Hoff übernimmt dieses Argument nicht mechanisch, sondern nutzt es als
Brennglas, um zu zeigen, wie leicht historische Komplexität im linken
Moralhabitus untergeht.
Doch
Hoff wäre nicht Hoff – und kein Linker in gremlizistischer Manier –, würde er
sich mit der Kritik am Antiimperialismus von rechts
begnügen. Die israelische Regierung, ihre militärischen Exzesse und
rechtsextremen Koalitionspartner erhalten ihrerseits keine Absolution. Wer, so
Hoff, die strukturelle Gewalt gegen Palästinenser:innen nicht anerkennt,
betreibt apologetische Geschichtspolitik mit anderem Vorzeichen. Dass er
dennoch nicht in jene semantische Gleichgewichtsakrobatik verfällt, bei der
jede Erwähnung eines Hamas-Terrors sofort mit einem „aber Israel“
zurückgeworfen werden muss, ist kein diplomatischer Auslass, sondern
analytische Konsequenz: Der Unterschied zwischen Begründung
und Rechtfertigung
bleibt gewahrt.
Auch
formal beweist der Text Disziplin: Die Sprache ist nüchtern, fast unterkühlt –
doch unter der Oberfläche brodelt ein kluger Zorn.
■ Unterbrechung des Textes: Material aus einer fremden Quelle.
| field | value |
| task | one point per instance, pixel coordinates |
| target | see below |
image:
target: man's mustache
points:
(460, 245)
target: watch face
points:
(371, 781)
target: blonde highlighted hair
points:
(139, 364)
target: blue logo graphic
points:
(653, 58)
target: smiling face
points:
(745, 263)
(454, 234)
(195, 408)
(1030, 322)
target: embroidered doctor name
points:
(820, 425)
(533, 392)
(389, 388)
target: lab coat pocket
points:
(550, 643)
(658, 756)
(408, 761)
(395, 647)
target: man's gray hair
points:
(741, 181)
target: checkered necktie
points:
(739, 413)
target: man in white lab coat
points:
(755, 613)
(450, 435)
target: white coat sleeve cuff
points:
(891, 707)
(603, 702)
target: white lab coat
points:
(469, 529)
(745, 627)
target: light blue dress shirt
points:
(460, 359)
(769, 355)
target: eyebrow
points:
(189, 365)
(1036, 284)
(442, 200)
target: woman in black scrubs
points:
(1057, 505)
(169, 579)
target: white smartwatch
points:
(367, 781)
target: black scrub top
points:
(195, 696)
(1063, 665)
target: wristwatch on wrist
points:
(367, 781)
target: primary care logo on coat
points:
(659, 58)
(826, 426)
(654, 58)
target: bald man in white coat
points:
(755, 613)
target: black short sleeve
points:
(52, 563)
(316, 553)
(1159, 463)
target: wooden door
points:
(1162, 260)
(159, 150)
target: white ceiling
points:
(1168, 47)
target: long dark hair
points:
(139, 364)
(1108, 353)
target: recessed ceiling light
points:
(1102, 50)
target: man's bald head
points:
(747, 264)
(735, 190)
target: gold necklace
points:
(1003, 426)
Keine billige Empörung,
sondern ein strukturiertes Unbehagen an einem linken Diskurs, der sich lieber
selbst genügt als andere ernst nimmt. So wird aus der Kritik am solid-Beschluss
kein anti-jugendlicher Affekt, sondern eine Einladung zur intellektuellen
Rekonstruktion linker Maßstäbe.
Besonders
stark ist der Text dort, wo Hoff nicht nur Negativdiagnosen stellt, sondern positive Bezugspunkte
benennt. Bewegungen wie „Standing Together“ oder „Breaking the Silence“ sind
für ihn keine Feigenblätter, sondern reale Akteure, die zeigen, wie linke
Politik aussehen kann: konkret, dialogisch, konfliktsensibel – und eben nicht
identitär aufgeladen. Wer über sie nicht spricht, so Hoff, möge künftig auch
nicht mehr von Internationalismus reden.
Kurzum:
Hoff hat mit seinem Essay einen scharf geschnittenen Beitrag vorgelegt, der
zwischen den Stühlen nicht Platz nimmt, sondern Tische rückt. Er verweigert
sich sowohl der antiimperialistischen Romantik als auch der realpolitischen
Abgeklärtheit. Seine Stoßrichtung ist keine Synthese, sondern eine dialektische
Zuspitzung: Wer emanzipatorisch sein will, muss in der Lage sein, zwei
Wahrheiten zugleich zu halten – und beide zu kritisieren. Israel als Staat mit
rechter Regierung und als Zufluchtsort nach der Shoah.
Palästinensisches Leid und islamistische Gewalt.
Kritik und
Solidarität – nicht als Kompromiss, sondern als politische Notwendigkeit.
Ein Text, der schmerzt – weil er trifft.